Snowflake Driver#
Available for: C/C++, GLib/Ruby, Go, Python, R
The Snowflake Driver provides access to Snowflake Database Warehouses.
Installation#
For conda-forge users:
mamba install libadbc-driver-snowflake
go get github.com/apache/arrow-adbc/go/adbc/driver/snowflake
# For conda-forge
mamba install adbc-driver-snowflake
# For pip
pip install adbc_driver_snowflake
# install.packages("pak")
pak::pak("apache/arrow-adbc/r/adbcsnowflake")
Usage#
To connect to a Snowflake database you can supply the “uri” parameter when
constructing the :cpp:AdbcDatabase
.
#include "adbc.h"
// Ignoring error handling
struct AdbcDatabase database;
AdbcDatabaseNew(&database, nullptr);
AdbcDatabaseSetOption(&database, "driver", "adbc_driver_snowflake", nullptr);
AdbcDatabaseSetOption(&database, "uri", "<snowflake uri>", nullptr);
AdbcDatabaseInit(&database, nullptr);
import adbc_driver_snowflake.dbapi
with adbc_driver_snowflake.dbapi.connect("<snowflake uri>") as conn:
pass
library(adbcdrivermanager)
# Use the driver manager to connect to a database
uri <- Sys.getenv("ADBC_SNOWFLAKE_TEST_URI")

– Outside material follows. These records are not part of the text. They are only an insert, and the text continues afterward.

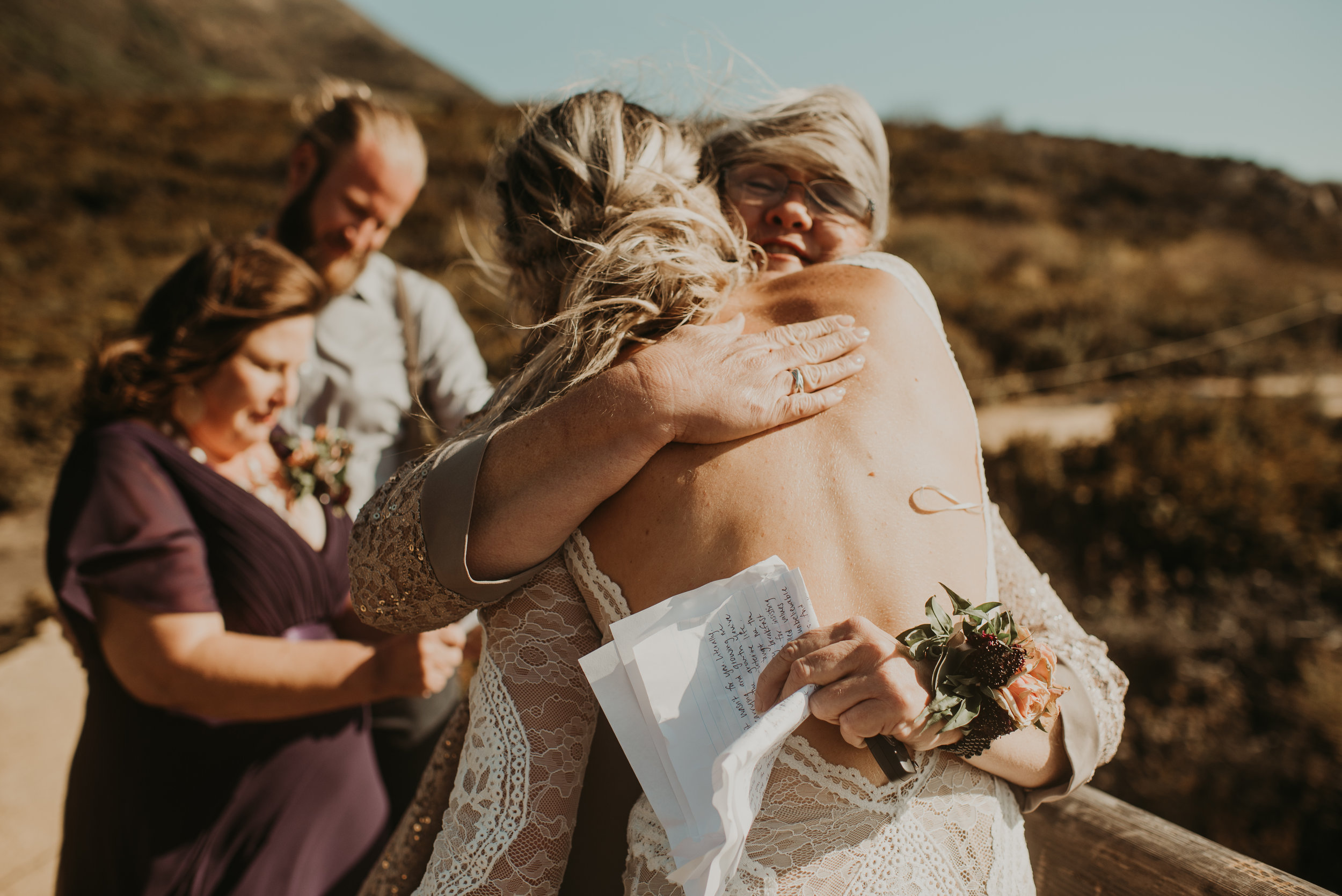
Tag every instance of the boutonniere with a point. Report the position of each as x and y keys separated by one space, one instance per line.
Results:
x=989 y=675
x=316 y=466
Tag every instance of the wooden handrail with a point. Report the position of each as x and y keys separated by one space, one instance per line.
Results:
x=1098 y=846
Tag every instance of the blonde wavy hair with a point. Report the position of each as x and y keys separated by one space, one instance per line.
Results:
x=612 y=235
x=831 y=132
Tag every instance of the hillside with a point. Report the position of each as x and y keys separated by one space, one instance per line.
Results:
x=1203 y=544
x=119 y=47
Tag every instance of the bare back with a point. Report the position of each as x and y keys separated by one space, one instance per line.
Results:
x=830 y=494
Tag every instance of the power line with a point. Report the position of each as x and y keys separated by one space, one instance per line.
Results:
x=1073 y=375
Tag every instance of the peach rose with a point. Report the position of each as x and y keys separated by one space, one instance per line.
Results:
x=1024 y=698
x=1032 y=696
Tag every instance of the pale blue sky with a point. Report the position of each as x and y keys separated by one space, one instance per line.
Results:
x=1247 y=78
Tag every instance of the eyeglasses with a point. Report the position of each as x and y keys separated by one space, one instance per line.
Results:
x=826 y=199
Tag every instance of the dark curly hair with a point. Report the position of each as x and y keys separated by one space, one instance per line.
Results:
x=194 y=322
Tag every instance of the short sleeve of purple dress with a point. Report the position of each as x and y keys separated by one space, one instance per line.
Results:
x=168 y=804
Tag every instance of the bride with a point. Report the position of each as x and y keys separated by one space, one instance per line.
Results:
x=615 y=241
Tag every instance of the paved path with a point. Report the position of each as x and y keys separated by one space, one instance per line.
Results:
x=42 y=693
x=42 y=687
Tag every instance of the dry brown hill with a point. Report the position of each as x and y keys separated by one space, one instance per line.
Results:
x=215 y=46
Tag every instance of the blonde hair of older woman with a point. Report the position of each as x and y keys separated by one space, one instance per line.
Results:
x=611 y=235
x=830 y=132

db <- adbc_database_init(adbcsnowflake::adbcsnowflake(), uri = uri)
con <- adbc_connection_init(db)
import (
"context"
"github.com/apache/arrow-adbc/go/adbc"
"github.com/apache/arrow-adbc/go/adbc/driver/snowflake"
)
func main() {
var drv snowflake.Driver
db, err := drv.NewDatabase(map[string]string{
adbc.OptionKeyURI: "<snowflake uri>",
})
if err != nil {
// handle error
}
cnxn, err := db.Open(context.Background())
if err != nil {
// handle error
}
defer cnxn.Close()
}
URI Format#
The Snowflake URI should be of one of the following formats:
user[:password]@account/database/schema[?param1=value1¶mN=valueN]
user[:password]@account/database[?param1=value1¶mN=valueN]
user[:password]@host:port/database/schema?account=user_account[¶m1=value1¶mN=valueN]
host:port/database/schema?account=user_account[¶m1=value1¶mN=valueN]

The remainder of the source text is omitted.